EDIT: What I'm precisely looking for is the eigenvalues of the eigenvectors of this linear operator on a vector space of arithmetic functions ($f: (\mathbb{Z}/m\mathbb{Z})^\times \rightarrow \mathbb{C}$) over the complex numbers: for a prime $p$ coprime with $m$, define $(T_pf)(x) = f(px)$. I already found that any Dirichlet character $G(x)$ defined on $m$ is a eigenvector on this operator and by the multiplicative property $G(p)$ is a eigenvalue. As $m$ is even ($m$ is defined as $4d$ for some integer $d$) I cannot use neither the Legendre or the Jacobi symbol as my eigenvector character, I would need to have at least the Kronecker symbol. What I'm trying to prove is that the Legendre symbol $(\frac{d}{p})$ is a possible eigenvalue too, and that implies the question on the second paragraph.

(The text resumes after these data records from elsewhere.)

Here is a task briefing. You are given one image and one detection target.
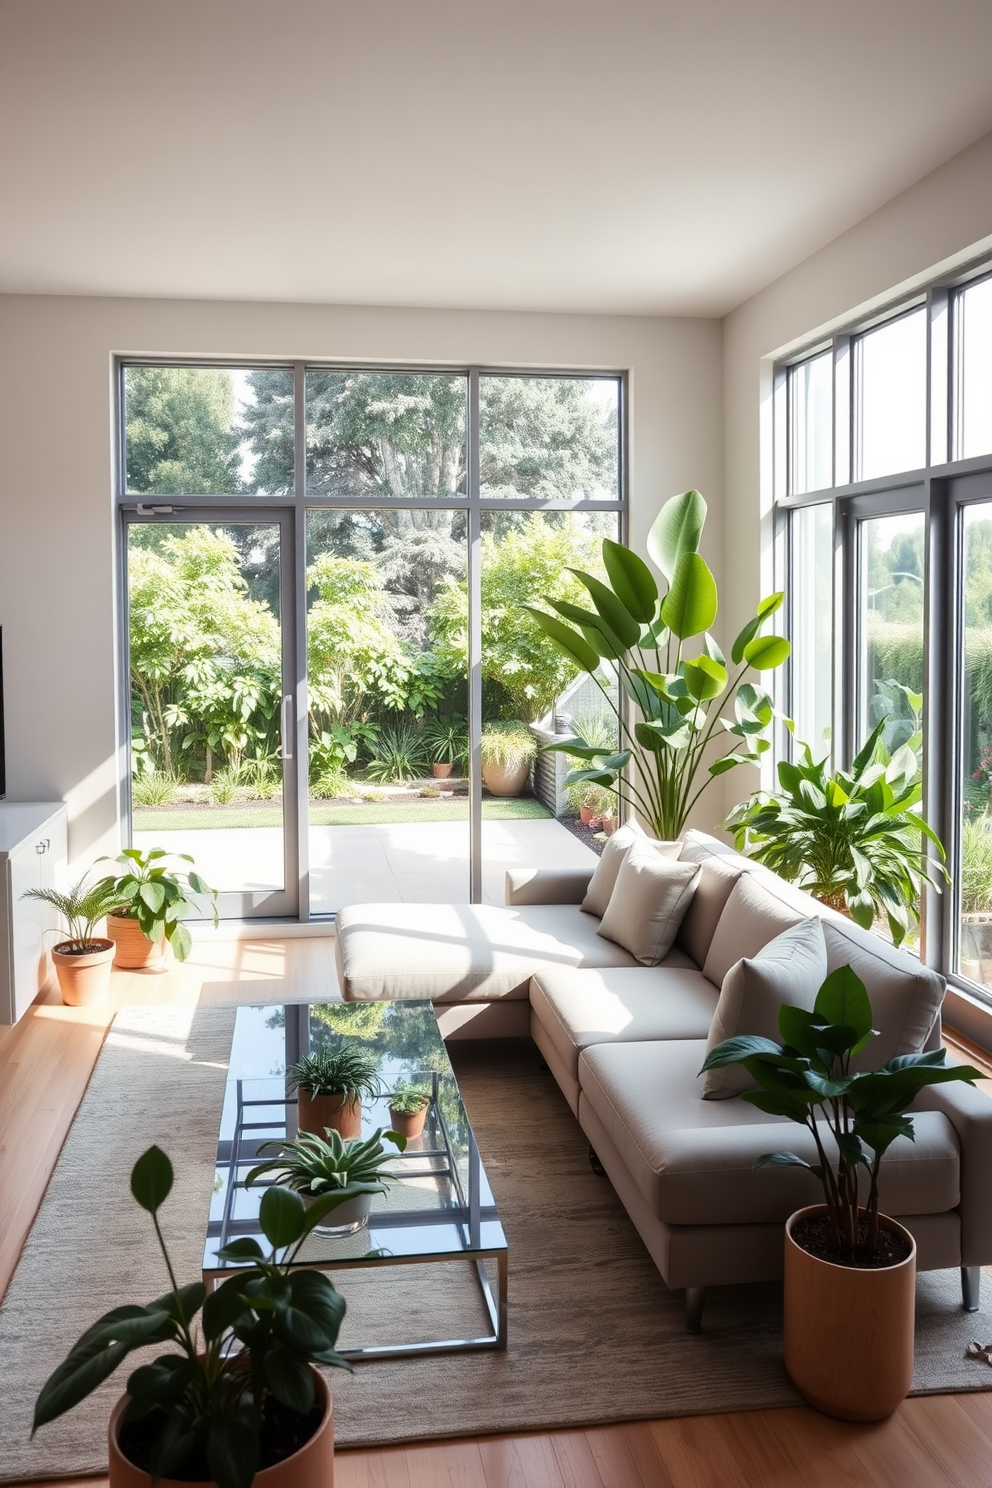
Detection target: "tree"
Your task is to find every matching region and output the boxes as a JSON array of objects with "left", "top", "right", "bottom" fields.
[
  {"left": 124, "top": 367, "right": 242, "bottom": 494},
  {"left": 429, "top": 514, "right": 605, "bottom": 721},
  {"left": 479, "top": 377, "right": 617, "bottom": 499}
]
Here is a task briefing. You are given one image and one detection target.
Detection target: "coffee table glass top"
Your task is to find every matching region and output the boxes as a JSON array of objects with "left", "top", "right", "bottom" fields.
[{"left": 203, "top": 999, "right": 507, "bottom": 1276}]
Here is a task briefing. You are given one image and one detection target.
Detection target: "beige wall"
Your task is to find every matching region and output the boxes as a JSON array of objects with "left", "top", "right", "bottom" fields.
[
  {"left": 0, "top": 295, "right": 722, "bottom": 867},
  {"left": 721, "top": 127, "right": 992, "bottom": 815}
]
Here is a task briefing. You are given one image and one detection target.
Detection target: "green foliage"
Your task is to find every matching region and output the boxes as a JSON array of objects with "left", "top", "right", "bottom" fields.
[
  {"left": 700, "top": 970, "right": 981, "bottom": 1260},
  {"left": 246, "top": 1127, "right": 405, "bottom": 1198},
  {"left": 310, "top": 767, "right": 353, "bottom": 800},
  {"left": 420, "top": 717, "right": 468, "bottom": 768},
  {"left": 33, "top": 1146, "right": 351, "bottom": 1488},
  {"left": 961, "top": 817, "right": 992, "bottom": 914},
  {"left": 527, "top": 490, "right": 790, "bottom": 840},
  {"left": 22, "top": 875, "right": 118, "bottom": 952},
  {"left": 94, "top": 848, "right": 218, "bottom": 962},
  {"left": 131, "top": 771, "right": 182, "bottom": 807},
  {"left": 366, "top": 724, "right": 428, "bottom": 783},
  {"left": 288, "top": 1046, "right": 381, "bottom": 1101},
  {"left": 478, "top": 377, "right": 617, "bottom": 499},
  {"left": 388, "top": 1079, "right": 432, "bottom": 1115},
  {"left": 430, "top": 514, "right": 605, "bottom": 721},
  {"left": 724, "top": 719, "right": 948, "bottom": 946},
  {"left": 479, "top": 721, "right": 538, "bottom": 770},
  {"left": 124, "top": 368, "right": 241, "bottom": 495}
]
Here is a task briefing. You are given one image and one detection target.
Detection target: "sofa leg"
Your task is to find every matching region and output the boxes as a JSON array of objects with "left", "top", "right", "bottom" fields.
[
  {"left": 963, "top": 1266, "right": 981, "bottom": 1312},
  {"left": 588, "top": 1145, "right": 606, "bottom": 1177},
  {"left": 685, "top": 1287, "right": 706, "bottom": 1333}
]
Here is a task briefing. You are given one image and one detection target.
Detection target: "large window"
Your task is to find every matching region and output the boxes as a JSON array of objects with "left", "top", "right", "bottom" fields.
[
  {"left": 777, "top": 266, "right": 992, "bottom": 1000},
  {"left": 119, "top": 364, "right": 625, "bottom": 919}
]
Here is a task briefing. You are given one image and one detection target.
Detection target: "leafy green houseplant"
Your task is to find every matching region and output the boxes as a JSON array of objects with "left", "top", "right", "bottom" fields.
[
  {"left": 22, "top": 874, "right": 119, "bottom": 1006},
  {"left": 421, "top": 718, "right": 468, "bottom": 777},
  {"left": 33, "top": 1146, "right": 349, "bottom": 1488},
  {"left": 387, "top": 1079, "right": 433, "bottom": 1139},
  {"left": 723, "top": 718, "right": 948, "bottom": 947},
  {"left": 480, "top": 721, "right": 537, "bottom": 797},
  {"left": 247, "top": 1127, "right": 406, "bottom": 1236},
  {"left": 700, "top": 968, "right": 981, "bottom": 1420},
  {"left": 524, "top": 489, "right": 791, "bottom": 840},
  {"left": 288, "top": 1045, "right": 381, "bottom": 1139},
  {"left": 96, "top": 847, "right": 218, "bottom": 968}
]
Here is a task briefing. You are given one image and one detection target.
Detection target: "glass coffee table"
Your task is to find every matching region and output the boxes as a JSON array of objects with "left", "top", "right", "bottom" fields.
[{"left": 202, "top": 999, "right": 508, "bottom": 1361}]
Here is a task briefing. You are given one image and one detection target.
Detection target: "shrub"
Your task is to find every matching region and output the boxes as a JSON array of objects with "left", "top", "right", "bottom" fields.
[
  {"left": 366, "top": 725, "right": 428, "bottom": 783},
  {"left": 131, "top": 771, "right": 182, "bottom": 806}
]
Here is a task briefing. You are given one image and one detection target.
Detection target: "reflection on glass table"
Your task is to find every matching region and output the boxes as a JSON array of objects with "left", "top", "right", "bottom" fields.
[{"left": 203, "top": 1000, "right": 508, "bottom": 1359}]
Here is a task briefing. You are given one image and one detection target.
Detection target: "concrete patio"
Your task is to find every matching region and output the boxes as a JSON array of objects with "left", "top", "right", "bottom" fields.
[{"left": 134, "top": 816, "right": 597, "bottom": 916}]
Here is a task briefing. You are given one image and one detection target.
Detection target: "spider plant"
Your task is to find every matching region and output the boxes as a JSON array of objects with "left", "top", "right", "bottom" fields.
[
  {"left": 288, "top": 1045, "right": 381, "bottom": 1101},
  {"left": 245, "top": 1127, "right": 406, "bottom": 1198},
  {"left": 388, "top": 1079, "right": 432, "bottom": 1115},
  {"left": 479, "top": 721, "right": 537, "bottom": 770},
  {"left": 366, "top": 725, "right": 428, "bottom": 783},
  {"left": 723, "top": 718, "right": 948, "bottom": 946}
]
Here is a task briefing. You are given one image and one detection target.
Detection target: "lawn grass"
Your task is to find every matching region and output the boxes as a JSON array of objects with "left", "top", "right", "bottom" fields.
[{"left": 133, "top": 798, "right": 552, "bottom": 831}]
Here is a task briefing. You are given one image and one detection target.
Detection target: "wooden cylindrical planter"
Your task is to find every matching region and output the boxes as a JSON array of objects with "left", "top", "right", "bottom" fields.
[
  {"left": 783, "top": 1205, "right": 916, "bottom": 1421},
  {"left": 106, "top": 914, "right": 167, "bottom": 970},
  {"left": 481, "top": 760, "right": 531, "bottom": 797},
  {"left": 52, "top": 940, "right": 115, "bottom": 1006},
  {"left": 297, "top": 1089, "right": 362, "bottom": 1139},
  {"left": 388, "top": 1103, "right": 429, "bottom": 1140},
  {"left": 108, "top": 1368, "right": 334, "bottom": 1488}
]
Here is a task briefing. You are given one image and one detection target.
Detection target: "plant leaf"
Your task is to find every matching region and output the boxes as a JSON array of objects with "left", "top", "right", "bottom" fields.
[
  {"left": 601, "top": 538, "right": 658, "bottom": 623},
  {"left": 660, "top": 553, "right": 718, "bottom": 639},
  {"left": 647, "top": 488, "right": 706, "bottom": 582},
  {"left": 130, "top": 1146, "right": 173, "bottom": 1214}
]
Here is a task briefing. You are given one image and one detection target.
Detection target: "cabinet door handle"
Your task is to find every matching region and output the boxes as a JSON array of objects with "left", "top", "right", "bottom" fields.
[{"left": 36, "top": 839, "right": 50, "bottom": 855}]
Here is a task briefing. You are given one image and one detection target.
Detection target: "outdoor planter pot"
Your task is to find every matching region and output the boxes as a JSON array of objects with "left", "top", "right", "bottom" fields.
[
  {"left": 107, "top": 1367, "right": 334, "bottom": 1488},
  {"left": 432, "top": 762, "right": 453, "bottom": 779},
  {"left": 51, "top": 939, "right": 115, "bottom": 1006},
  {"left": 481, "top": 759, "right": 531, "bottom": 797},
  {"left": 783, "top": 1204, "right": 916, "bottom": 1421}
]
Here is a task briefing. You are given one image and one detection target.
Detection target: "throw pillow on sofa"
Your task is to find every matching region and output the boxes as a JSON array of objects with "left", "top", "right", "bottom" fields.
[
  {"left": 596, "top": 841, "right": 701, "bottom": 965},
  {"left": 701, "top": 916, "right": 828, "bottom": 1099},
  {"left": 581, "top": 820, "right": 680, "bottom": 918}
]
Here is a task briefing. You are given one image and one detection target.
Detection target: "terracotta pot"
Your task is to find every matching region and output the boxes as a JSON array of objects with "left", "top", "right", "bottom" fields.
[
  {"left": 601, "top": 815, "right": 618, "bottom": 837},
  {"left": 107, "top": 1366, "right": 334, "bottom": 1488},
  {"left": 106, "top": 913, "right": 168, "bottom": 970},
  {"left": 783, "top": 1204, "right": 916, "bottom": 1421},
  {"left": 51, "top": 940, "right": 115, "bottom": 1006},
  {"left": 297, "top": 1089, "right": 362, "bottom": 1139},
  {"left": 388, "top": 1102, "right": 429, "bottom": 1140},
  {"left": 432, "top": 761, "right": 453, "bottom": 779},
  {"left": 481, "top": 759, "right": 531, "bottom": 797},
  {"left": 579, "top": 806, "right": 602, "bottom": 827}
]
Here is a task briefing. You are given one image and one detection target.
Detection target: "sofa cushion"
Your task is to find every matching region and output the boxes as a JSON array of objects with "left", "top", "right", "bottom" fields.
[
  {"left": 335, "top": 902, "right": 640, "bottom": 1002},
  {"left": 530, "top": 965, "right": 719, "bottom": 1084},
  {"left": 822, "top": 919, "right": 945, "bottom": 1068},
  {"left": 578, "top": 1039, "right": 961, "bottom": 1227},
  {"left": 580, "top": 821, "right": 680, "bottom": 918},
  {"left": 597, "top": 845, "right": 701, "bottom": 965},
  {"left": 703, "top": 869, "right": 812, "bottom": 987},
  {"left": 675, "top": 852, "right": 748, "bottom": 969},
  {"left": 701, "top": 917, "right": 828, "bottom": 1099}
]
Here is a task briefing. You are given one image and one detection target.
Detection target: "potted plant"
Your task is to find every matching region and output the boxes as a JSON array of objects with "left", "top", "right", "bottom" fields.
[
  {"left": 95, "top": 848, "right": 219, "bottom": 969},
  {"left": 422, "top": 719, "right": 468, "bottom": 779},
  {"left": 32, "top": 1145, "right": 352, "bottom": 1488},
  {"left": 700, "top": 966, "right": 981, "bottom": 1420},
  {"left": 288, "top": 1046, "right": 381, "bottom": 1140},
  {"left": 246, "top": 1126, "right": 406, "bottom": 1237},
  {"left": 524, "top": 488, "right": 791, "bottom": 840},
  {"left": 387, "top": 1079, "right": 433, "bottom": 1140},
  {"left": 22, "top": 874, "right": 119, "bottom": 1006},
  {"left": 480, "top": 721, "right": 537, "bottom": 797},
  {"left": 723, "top": 720, "right": 948, "bottom": 947}
]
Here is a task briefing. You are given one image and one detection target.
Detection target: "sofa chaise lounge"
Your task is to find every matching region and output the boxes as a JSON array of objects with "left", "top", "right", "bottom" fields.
[{"left": 334, "top": 830, "right": 992, "bottom": 1328}]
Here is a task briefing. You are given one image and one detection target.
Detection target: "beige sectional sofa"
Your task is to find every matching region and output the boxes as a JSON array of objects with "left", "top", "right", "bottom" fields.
[{"left": 335, "top": 829, "right": 992, "bottom": 1328}]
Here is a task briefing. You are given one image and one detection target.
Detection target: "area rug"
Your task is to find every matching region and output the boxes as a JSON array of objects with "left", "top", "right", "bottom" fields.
[{"left": 0, "top": 1004, "right": 990, "bottom": 1481}]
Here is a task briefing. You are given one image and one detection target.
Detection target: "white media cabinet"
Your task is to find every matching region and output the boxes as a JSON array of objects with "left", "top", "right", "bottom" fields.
[{"left": 0, "top": 801, "right": 67, "bottom": 1024}]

We will assume (it makes no real difference) that $m$ is odd. Let $c$ be relatively prime to $m$. Let the prime power factorization of $m$ be given by $$m=p_1^{a_1}p_2^{a_2}\cdots p_t^{a_t}.$$ If $c$ has odd order modulo $m$, it has odd order modulo each of the $p_i^{a_i}$. So $c$ is a quadratic residue modulo each $p_i^{a_i}$.
It follows by the Chinese Remainder Theorem that $c$ is a quadratic residue modulo $m$.